Studio album by Ahmad
- Released: August 10, 2010
- Genre: Hip hop
- Length: 41:20
- Label: WeCLAP

Ahmad chronology
| Ahmad (1994) | The Death of Me (2010) |  |

Singles from The Death of Me
- "Get Some Money & Go 2 Jail";

= The Death of Me (Ahmad album) =

The Death of Me is the second solo album by West Coast hip hop artist Ahmad, following sixteen years after his debut.

==Critical reception==

Reviews of The Death of Me have been very favorable. Nathan S. of DJ Booth wrote "Ahmad’s rhyme skills are as sharp as ever, and perhaps more importantly his time with 4th Avenue Jones has allowed him to develop a style completely and absolutely his own." On the song Run Up on Me Tho, Kevin Gary of HipHopdx wrote that "Ahmad nevers switches up his flow, but it works very well." On the song Writtens, he writes "Ahmad is looking at the younger generation of emcees and finds them wanting." On the album's lead single Get Some Money and Go 2 Jail, DJ Booth wrote that "Ahmad follows closely with raspy-voiced rhymes delivered in the flowing, semi-melodic cadences, resulting in a track that’s not only impossible to keep from getting stuck in your head, but provides some aptly comic social commentary as well." One of the distinct comments made about the album was his voice change to a rapsy sounding voice, quote hiphopdx "his voice sounds blown out and raspy, and, occasionally, one worries he’s running short on air."

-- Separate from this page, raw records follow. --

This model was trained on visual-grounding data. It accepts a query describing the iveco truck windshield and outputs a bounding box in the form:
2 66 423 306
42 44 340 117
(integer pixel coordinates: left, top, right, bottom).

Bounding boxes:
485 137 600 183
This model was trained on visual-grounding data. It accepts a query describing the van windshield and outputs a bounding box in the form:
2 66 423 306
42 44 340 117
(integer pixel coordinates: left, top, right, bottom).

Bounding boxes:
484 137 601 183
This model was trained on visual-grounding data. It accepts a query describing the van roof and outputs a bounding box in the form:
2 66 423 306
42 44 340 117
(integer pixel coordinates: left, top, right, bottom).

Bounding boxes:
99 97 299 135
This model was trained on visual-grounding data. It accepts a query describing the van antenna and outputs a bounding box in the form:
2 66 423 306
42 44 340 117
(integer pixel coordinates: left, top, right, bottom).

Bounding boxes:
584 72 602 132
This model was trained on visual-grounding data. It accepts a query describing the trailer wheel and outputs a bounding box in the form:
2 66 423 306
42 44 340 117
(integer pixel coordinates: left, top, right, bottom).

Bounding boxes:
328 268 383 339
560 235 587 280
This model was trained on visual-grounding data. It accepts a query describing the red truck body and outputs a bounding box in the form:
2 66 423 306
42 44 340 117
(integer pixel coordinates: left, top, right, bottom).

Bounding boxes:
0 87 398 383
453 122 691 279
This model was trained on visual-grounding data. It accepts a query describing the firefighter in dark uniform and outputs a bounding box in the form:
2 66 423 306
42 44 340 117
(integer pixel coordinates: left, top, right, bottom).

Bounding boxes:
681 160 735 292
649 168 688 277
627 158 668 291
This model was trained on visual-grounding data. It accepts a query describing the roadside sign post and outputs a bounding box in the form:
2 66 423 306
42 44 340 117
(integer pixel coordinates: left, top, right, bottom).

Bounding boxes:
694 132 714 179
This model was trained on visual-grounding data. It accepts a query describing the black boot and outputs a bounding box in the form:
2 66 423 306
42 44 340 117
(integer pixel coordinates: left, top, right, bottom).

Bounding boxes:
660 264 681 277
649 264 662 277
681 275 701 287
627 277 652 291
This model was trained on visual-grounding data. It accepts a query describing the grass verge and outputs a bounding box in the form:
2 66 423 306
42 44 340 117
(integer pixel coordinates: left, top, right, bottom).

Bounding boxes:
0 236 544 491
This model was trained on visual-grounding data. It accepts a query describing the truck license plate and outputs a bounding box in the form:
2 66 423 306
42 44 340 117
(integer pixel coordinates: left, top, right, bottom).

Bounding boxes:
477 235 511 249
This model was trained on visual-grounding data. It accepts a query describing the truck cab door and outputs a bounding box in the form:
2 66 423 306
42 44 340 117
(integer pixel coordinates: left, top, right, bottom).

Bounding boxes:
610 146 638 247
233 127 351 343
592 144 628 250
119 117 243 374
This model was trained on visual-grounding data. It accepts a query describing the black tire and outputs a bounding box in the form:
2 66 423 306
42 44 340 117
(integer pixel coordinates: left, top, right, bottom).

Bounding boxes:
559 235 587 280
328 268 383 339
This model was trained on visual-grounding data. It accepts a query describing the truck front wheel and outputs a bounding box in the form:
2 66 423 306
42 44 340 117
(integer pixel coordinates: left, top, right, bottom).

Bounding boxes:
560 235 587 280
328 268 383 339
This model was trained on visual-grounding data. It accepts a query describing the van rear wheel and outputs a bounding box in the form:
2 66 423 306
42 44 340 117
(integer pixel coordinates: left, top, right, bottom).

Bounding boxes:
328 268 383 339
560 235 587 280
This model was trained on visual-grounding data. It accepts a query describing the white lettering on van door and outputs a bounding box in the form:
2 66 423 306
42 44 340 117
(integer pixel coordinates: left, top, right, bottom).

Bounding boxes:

On the track I'ma Emcee, Nathan S. wrote "Ahmad not only doing the track’s name justice lyrically, but pulling double duty with some impressive vocals, once again praising his vocals." The track also explores his painful life experiences. On a serious track Like Hip-Hop DJ Booth wrote "ahmad creates a break-up song that covers his relationship with hip-hop and his woman." On the song Dang, Kevin Gary writes he sounds "nakedly emotional and honest." On the track Don’t Run…Again, DJBooth wrote that he "juxtaposes rapid-fire percussion and a single piano stroke melody for an exploration of scared love."

The overall consensus to the album was that he was back. Hiphopdx wrote "His mature, astute attitude is something other grown, intelligent Hip Hop fans can certainly appreciate". DJ Booth wrote "I can’t believe there’s another rapper in hip-hop history who’s gone so long between dope albums, which makes this more than an album, it makes it a living piece of hip-hop history."

Professional ratings
Review scores
| Source | Rating |
| DJ Booth | Star |
| HipHopDX | Star Half star |

==Track listing==

1. Run up on me Tho (3:55)
2. Writtens (ft. Jurny BIG) (3:28)
3. Get Some Money & Go 2 Jail (ft. Crooked I) (3:22)
4. Don't Run? Trinity (ft. Gabrielle Galindo) (4:05)
5. Nig Can't Tell Me Nunt (4:11)
6. I'ma Emcee (3:56)
7. UPS (3:27)
8. We Doin It (ft. Mesh, Eligh, and Luckyiam) (3:51)
9. Like Hip-Hop (4:03)
10. TK (0:04)
11. Dang (3:11)
12. Don't Run? Again (ft. Nene White) (3:47)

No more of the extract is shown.